When it comes to fatophobia, there are a lot of crazies out there. I mean, who writes a website about hating fat people, or starts an online petition to make fat people lose weight? But on the flipside, can "fat acceptance" activists really expect us to believe that there is nothing wrong with one hundred pounds of excess weight? Radical feminists protest that women are oppressed by patriarchal ideas of beauty and thinness, and that "fat lib" equals "women's lib," but I can't see anything liberating about obesity. Eating our way to heart disease, diabetes, arthritis and some cancers, is not freedom. Being overweight means a hike in blood pressure and cholesterol, which in turn raises the risk of heart disease. Consult the Canadian obesity trends and guidelines for body weight classification in adults, putting hypothyroidism aside. Even Dr. Katherine Flegal's new study, claiming that excess weight causes significantly fewer deaths than the CDC had originally published, has now been called into question by Michael Fumento of the Hudson Institute and author of the 1997 book, The Fat of the Land : The Obesity Epidemic and How Overweight Americans Can Help Themselves.

 

But who, exactly, is going to show us how to avoid turning into a society of enormous Teletubbies in Lane Bryant mumus and matching smocks? We can trim down sedentary activities like television viewing, beef up regular physical activity, walk to work and eat more fruit and vegetables. We can go on plastic surgery honeymoons. We can continue to make documentaries like Super Size Me. But at the end of the day, the most obvious answer is the right one. We need to get a grip.

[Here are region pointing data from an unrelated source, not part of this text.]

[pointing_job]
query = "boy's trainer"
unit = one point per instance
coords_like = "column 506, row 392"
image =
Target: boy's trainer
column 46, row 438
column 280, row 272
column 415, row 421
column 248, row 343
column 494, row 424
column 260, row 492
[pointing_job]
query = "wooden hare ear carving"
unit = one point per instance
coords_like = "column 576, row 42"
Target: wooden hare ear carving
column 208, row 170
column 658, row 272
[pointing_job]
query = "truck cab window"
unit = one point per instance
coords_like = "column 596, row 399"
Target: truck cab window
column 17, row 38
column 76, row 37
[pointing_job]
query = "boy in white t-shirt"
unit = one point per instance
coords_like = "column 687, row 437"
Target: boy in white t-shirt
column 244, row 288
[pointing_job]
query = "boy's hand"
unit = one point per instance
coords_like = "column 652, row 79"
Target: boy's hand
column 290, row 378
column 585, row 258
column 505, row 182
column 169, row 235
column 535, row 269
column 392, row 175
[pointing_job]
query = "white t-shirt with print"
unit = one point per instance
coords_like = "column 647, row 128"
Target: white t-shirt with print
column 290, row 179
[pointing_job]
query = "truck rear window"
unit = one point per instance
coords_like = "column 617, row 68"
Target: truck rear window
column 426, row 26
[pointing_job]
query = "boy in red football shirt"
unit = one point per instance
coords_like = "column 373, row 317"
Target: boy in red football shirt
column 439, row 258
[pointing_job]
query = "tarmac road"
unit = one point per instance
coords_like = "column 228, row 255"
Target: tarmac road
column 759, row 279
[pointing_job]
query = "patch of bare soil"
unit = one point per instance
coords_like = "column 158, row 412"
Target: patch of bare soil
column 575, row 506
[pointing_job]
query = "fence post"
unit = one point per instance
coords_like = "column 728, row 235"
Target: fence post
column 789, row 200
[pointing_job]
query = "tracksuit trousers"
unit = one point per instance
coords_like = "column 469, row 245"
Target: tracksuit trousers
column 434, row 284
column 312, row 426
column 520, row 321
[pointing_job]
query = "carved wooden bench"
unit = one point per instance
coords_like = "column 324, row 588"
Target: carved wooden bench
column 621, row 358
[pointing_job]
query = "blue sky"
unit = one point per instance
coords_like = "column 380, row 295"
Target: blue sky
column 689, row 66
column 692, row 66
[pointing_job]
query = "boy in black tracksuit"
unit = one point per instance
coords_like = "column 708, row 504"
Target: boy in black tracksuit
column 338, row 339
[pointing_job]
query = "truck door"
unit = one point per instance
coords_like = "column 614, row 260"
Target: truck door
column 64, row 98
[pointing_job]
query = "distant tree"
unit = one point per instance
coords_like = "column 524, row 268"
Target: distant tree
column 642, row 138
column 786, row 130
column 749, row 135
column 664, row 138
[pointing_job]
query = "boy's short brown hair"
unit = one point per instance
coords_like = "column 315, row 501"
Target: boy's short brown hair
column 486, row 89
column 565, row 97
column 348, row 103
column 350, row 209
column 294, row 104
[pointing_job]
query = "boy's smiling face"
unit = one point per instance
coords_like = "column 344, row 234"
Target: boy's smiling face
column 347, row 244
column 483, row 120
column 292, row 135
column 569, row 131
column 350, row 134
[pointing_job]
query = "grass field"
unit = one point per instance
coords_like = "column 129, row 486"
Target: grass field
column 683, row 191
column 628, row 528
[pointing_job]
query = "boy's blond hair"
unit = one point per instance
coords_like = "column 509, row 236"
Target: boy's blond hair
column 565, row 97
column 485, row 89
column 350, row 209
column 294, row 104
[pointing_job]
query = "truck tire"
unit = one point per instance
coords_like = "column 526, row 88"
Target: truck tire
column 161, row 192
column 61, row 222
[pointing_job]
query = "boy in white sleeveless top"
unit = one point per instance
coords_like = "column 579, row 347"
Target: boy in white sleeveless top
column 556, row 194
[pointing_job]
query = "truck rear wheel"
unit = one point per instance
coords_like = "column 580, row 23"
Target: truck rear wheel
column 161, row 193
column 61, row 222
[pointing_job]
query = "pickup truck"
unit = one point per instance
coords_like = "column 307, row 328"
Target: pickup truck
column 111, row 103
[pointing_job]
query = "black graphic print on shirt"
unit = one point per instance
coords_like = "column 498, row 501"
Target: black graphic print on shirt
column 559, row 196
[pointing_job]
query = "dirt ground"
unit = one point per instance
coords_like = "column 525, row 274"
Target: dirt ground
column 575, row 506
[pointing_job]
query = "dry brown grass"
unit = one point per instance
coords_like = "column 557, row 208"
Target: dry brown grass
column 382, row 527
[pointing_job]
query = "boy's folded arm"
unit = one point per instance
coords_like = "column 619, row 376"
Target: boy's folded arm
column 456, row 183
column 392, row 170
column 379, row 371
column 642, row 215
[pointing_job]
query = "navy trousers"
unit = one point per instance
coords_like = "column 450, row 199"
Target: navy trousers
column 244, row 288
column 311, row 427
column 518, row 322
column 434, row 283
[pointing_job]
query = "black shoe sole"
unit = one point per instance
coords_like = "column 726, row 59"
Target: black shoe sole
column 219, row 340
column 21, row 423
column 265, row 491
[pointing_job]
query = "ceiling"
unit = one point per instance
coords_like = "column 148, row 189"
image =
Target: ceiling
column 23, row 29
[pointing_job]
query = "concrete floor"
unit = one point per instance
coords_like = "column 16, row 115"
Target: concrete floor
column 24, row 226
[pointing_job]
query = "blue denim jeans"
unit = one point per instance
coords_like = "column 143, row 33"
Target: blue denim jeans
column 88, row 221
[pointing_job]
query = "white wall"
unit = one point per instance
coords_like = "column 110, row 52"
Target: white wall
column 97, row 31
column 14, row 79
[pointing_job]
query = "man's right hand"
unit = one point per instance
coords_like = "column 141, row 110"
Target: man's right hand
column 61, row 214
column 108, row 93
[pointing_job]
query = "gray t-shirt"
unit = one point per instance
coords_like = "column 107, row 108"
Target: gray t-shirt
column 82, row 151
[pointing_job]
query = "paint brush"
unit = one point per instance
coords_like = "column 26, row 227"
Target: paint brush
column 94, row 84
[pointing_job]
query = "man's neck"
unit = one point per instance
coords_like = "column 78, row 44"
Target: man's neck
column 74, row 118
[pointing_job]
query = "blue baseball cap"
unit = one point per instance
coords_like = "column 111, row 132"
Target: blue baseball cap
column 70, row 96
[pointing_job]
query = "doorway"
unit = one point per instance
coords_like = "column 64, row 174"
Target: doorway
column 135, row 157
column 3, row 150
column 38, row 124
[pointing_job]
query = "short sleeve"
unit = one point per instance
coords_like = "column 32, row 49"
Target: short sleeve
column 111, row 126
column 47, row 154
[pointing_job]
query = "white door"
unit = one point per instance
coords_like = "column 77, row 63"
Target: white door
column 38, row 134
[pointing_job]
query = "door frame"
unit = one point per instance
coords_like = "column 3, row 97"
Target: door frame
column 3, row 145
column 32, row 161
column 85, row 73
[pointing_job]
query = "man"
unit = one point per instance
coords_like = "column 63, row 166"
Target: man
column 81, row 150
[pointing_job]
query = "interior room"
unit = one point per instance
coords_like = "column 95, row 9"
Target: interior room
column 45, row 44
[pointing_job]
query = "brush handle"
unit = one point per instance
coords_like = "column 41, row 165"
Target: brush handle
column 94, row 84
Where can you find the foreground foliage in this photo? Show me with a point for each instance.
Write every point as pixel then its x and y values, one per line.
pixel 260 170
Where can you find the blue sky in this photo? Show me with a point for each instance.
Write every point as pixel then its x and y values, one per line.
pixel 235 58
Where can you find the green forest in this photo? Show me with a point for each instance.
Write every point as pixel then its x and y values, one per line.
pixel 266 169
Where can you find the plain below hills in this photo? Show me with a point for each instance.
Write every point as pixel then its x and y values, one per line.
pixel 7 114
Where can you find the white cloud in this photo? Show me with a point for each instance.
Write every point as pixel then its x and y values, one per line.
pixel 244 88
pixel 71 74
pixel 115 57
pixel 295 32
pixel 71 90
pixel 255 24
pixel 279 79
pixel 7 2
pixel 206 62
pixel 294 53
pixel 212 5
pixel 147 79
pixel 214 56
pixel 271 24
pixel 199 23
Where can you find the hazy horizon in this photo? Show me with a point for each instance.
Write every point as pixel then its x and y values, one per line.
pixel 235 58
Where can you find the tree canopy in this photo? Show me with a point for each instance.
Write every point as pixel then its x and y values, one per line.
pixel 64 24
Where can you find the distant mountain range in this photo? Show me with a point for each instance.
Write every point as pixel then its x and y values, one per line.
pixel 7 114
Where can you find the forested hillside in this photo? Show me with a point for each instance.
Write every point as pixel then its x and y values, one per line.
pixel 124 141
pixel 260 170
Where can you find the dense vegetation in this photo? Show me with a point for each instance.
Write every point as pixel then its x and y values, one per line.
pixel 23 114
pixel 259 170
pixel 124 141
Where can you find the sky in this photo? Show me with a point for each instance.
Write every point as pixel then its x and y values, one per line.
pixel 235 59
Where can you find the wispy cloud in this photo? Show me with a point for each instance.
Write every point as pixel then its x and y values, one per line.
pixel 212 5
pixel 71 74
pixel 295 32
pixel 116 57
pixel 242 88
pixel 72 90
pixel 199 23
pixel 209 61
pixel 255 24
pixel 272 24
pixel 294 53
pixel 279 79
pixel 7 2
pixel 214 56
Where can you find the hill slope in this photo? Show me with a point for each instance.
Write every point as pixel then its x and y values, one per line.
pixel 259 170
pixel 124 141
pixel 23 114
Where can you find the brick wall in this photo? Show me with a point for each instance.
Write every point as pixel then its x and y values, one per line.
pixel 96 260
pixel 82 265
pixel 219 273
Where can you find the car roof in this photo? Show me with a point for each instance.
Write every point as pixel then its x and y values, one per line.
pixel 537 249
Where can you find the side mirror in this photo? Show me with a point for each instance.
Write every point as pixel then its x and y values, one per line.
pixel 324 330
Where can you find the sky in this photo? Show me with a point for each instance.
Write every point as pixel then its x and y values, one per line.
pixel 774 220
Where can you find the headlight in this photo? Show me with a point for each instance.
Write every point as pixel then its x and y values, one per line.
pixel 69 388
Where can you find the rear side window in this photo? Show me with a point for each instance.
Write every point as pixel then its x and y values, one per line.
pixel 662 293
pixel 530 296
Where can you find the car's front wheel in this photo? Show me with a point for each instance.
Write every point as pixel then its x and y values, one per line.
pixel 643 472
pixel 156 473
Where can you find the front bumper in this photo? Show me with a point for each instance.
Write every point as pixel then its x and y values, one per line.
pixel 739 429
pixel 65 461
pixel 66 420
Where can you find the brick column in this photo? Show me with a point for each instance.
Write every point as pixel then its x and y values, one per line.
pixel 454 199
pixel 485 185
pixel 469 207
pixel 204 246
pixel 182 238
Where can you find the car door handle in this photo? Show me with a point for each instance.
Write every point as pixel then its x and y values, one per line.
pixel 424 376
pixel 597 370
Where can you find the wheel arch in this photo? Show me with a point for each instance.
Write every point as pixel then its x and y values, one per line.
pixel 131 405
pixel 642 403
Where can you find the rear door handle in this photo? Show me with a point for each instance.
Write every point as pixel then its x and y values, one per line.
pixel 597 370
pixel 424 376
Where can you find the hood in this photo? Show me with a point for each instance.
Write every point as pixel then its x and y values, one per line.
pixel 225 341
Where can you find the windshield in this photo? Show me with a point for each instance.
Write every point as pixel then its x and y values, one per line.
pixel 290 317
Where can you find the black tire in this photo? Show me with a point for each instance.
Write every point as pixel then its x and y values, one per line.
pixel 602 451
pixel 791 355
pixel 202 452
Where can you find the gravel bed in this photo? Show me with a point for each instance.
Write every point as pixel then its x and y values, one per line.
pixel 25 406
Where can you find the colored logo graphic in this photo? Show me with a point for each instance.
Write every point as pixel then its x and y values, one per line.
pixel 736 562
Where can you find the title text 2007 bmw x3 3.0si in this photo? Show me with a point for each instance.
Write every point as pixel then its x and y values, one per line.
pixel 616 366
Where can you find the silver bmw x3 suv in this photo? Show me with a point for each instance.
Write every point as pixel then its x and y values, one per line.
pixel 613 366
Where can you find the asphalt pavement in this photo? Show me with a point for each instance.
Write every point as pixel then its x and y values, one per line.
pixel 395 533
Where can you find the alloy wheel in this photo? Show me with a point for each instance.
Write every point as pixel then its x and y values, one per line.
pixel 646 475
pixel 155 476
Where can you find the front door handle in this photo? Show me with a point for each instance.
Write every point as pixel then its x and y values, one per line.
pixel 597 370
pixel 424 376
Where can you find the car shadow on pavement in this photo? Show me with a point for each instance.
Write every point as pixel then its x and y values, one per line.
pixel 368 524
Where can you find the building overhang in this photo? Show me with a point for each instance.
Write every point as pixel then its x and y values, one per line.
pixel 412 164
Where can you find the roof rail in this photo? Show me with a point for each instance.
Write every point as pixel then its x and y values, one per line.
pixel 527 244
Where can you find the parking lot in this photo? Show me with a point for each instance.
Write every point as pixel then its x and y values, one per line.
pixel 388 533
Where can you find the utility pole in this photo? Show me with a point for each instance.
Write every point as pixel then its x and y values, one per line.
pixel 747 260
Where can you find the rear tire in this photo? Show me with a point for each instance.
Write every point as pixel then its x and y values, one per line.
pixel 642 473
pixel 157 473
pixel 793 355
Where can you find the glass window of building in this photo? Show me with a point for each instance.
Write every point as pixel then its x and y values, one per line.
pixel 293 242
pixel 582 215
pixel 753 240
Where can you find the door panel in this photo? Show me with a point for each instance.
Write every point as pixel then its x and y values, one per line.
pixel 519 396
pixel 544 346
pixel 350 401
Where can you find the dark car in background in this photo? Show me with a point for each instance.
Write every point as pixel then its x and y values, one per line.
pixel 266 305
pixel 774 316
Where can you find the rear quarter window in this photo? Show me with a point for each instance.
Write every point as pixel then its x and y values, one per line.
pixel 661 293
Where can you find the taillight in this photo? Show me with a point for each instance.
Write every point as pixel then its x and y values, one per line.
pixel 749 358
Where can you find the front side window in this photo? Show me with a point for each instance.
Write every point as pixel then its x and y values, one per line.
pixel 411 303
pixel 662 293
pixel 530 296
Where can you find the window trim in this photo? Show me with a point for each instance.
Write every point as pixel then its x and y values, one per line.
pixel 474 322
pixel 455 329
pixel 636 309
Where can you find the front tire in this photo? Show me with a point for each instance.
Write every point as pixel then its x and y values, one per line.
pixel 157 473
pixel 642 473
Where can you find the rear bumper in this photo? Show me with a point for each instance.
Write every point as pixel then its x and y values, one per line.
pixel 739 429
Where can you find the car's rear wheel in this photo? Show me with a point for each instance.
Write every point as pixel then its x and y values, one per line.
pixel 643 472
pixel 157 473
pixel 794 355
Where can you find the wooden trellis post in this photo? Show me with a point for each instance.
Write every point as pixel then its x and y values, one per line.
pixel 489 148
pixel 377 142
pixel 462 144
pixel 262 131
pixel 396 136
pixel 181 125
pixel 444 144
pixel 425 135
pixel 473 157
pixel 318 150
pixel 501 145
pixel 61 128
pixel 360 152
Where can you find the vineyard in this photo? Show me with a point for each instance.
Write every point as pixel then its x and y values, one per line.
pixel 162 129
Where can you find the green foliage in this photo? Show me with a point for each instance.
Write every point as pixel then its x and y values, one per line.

Most people would like to say that they are okay with their body, and really believe it-but who are they kidding? Standing on my bed, clenching and unclenching my butt cheeks in my poor excuse for a full-length mirror, I know there is no shortcut to thinness. For me, the next step is probably some cobbled-together version of Suzanne Somers and Atkins, and an alarm set for six-thirty a.m. so that I can go for that jog I keep promising myself. For now, I have chosen lunges over lethargy, lasagne and liposuction. But watch this space-there's a bridesmaid's dress (two sizes too small, naturally) hanging in my closet that, if I don't do something drastic and immediate, I may have to be sewn into come the end of September. Now that's what I call "incentive."